Thursday, September 13, 2007

Unspeakables (a nightmare)

Untouchables are hands reaching out. Babies paraded through streets like pity accessory dolls. If you know the unspeakables, the unspeakables haunt you worse. Hands walking in beach flip-flops. Strange human contortions. A kid in a loincloth barking on all fours for rupees. Melty face man, who follows you with melty face and melty hands until you pay him. He looks like his lower lip is stapled to his chest and the rest of his head got sandblasted off his skull. Teeth stick out wherever they want.
You can see tourists moving across the street to be alone, and that's when he really doesn't leave. I look straight ahead so I don't have to look, but I look anyway. I don't have anything to give today. It would mean a million hands outstretched, all of Delhi motioning toward its mouth.
Nomamanopapachapati
Nomamanopapachapati (chapati means bread)
Polio feet flopping around like flippers, amputees dragging themselves by their arms, on homemade wheely-carts or just pulling torsos behind them through puddles and cow dung. Humans pedal bikes with their hands. Lepers rub their wounds like sculptors. A man's scrotum, out in the midday sun, swells like a watermelon and bursts. Intact bodies pedal cycle-rickshaws of plump white and brown people. Rickshaw-wallahs eat dal and rice. When they tire of dal and rice they eat rice and dal. Calorie intake doesn't support bodies that pedal for a living, and they die on their 40th birthdays.
"Sir, you're going? Hallo?"

I used to joke about melty face man. It was a joke for a little bit. He'd show up wherever I went.
I tolerated him in my waking life so he wouldn't hang around in my nightmares. On the night train to Mumbai he'd be the other guy bunking in our compartment.
"Oh hell no," I'd say. "D21 and D22?"
Or another time. With one melty hand he'd throw bunny ears behind my head in Taj Mahal snapshots.
"Jesus Christ, melty, quit that shit and, at least, maybe you could keep your Freddy Kruegger face out of the frame until I get a good one of just me. Thanks."
I didn't want him around anymore. The guy was wearing on us, and pretty soon we didn't talk about him at all. You know the way a joke wears thin.
I think he sensed it too, because everywhere we went--even his favorite urinal corners where it was dark and he had a good spot to jump out and surprise us--we didn't see him. Like he turned unspeakable overnight. He stayed out of our sick jokes and it was better that way.
Then we saw melty face man in our nightmares. I did at least. He knocked on our guesthouse door and broke the lock on the thing but I didn't even notice I was so dead asleep. Just dreaming there.
It sounds weird, but I could have sworn the guy was trying to introduce himself to me. And do it properly this time, like with his real name and everything.
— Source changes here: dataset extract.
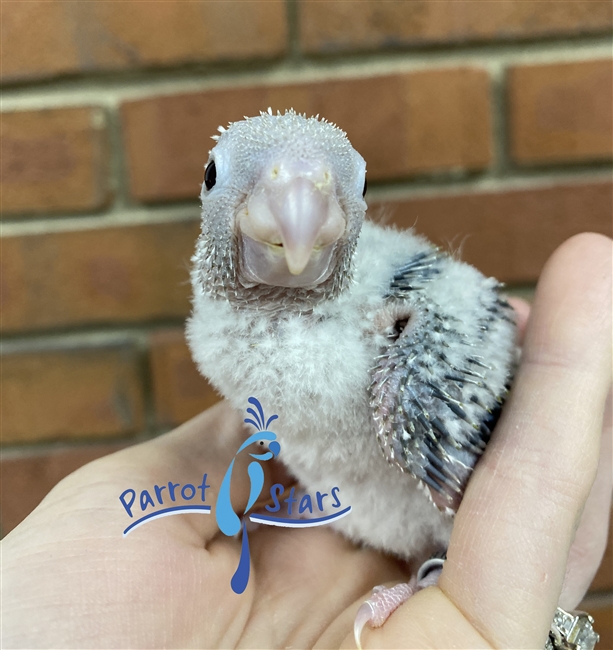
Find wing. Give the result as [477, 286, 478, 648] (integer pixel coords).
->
[370, 250, 514, 514]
Except, from what I could tell, he didn't have any lips or tongue to work with. So it came out like a moan that just breathed itself out of his throat-hole, and I couldn't make heads or tails of it.
That's when the whole scene--already a little awkward--turned pretty nightmarish. And like I said, the next morning melty face man had up and left town like he said to himself forget this town you guys none of you know how to have any fun anymore.



1 comment:

Lymie16 said...

this whole time I thought you were describing the santa monica district social security office.